I think that to answer you we'd have to talk about the nature of conceptions as distinct from, say, real things. How Jews define God is in many ways pretty distinct from how Christians define God and these differences -- different conceptions -- have been more acute and sometimes less acute depending on the historical moment.
The God of Judaism, I guess I'd have to say, still supports all the notions of what God wants and requires and for this reason, within traditional Judaism, Jews still must and do observe all the rules of halacha that they can and take it all very seriously. Their God has not ever, shall I say, abandoned them or traded them in for others who were given the mantle, as it were, to direct God's projects. So traditional Jews remain within that old form and, according to their logic, exist under God's blessing. This notion and this conception has everything to do with a Jewish concept of Jewish history. It is an exclusive project not an inclusive one.
The Christian God, or the God-concept if you go along with me, is different in numerous senses. One is that God Himself wiggled out from under the notion that the Jewish God was exclusive to the Jewish tribe. In this version God Himself left Judaism 'desolate' as a result of the naughty deeds that took place lo the many years during those dar days in Jerusalem. The Jewish concept of God *flew the coop* as it were and wandered off in a substantial huff.
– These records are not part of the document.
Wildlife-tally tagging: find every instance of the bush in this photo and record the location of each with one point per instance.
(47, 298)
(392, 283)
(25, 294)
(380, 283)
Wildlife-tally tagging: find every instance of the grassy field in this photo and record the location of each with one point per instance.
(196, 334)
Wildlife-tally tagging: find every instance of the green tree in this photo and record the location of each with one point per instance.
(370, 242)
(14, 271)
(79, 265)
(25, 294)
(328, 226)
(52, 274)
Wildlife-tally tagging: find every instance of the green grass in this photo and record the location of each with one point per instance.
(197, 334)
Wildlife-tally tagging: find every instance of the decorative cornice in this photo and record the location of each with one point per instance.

He traded in his former maleficent protégées for others who, He seemed to assert, understood him better (or perhaps *what He had become*) and He expanded his terrestrial domain.
I am being somewhat but not altogether facetious here, uncertain as I am how much of a sense of humor God does have. I could get into some trouble you know . . .
However, you are stating expectations of God as per faiths, but not actually defining God. What IS God?
From my experiences of God the closest glove that fits in a nutshell is Panentheism. Indeed, although I am a Christian I so far see no contradiction to any monotheistic religion to the notion of Panentheism.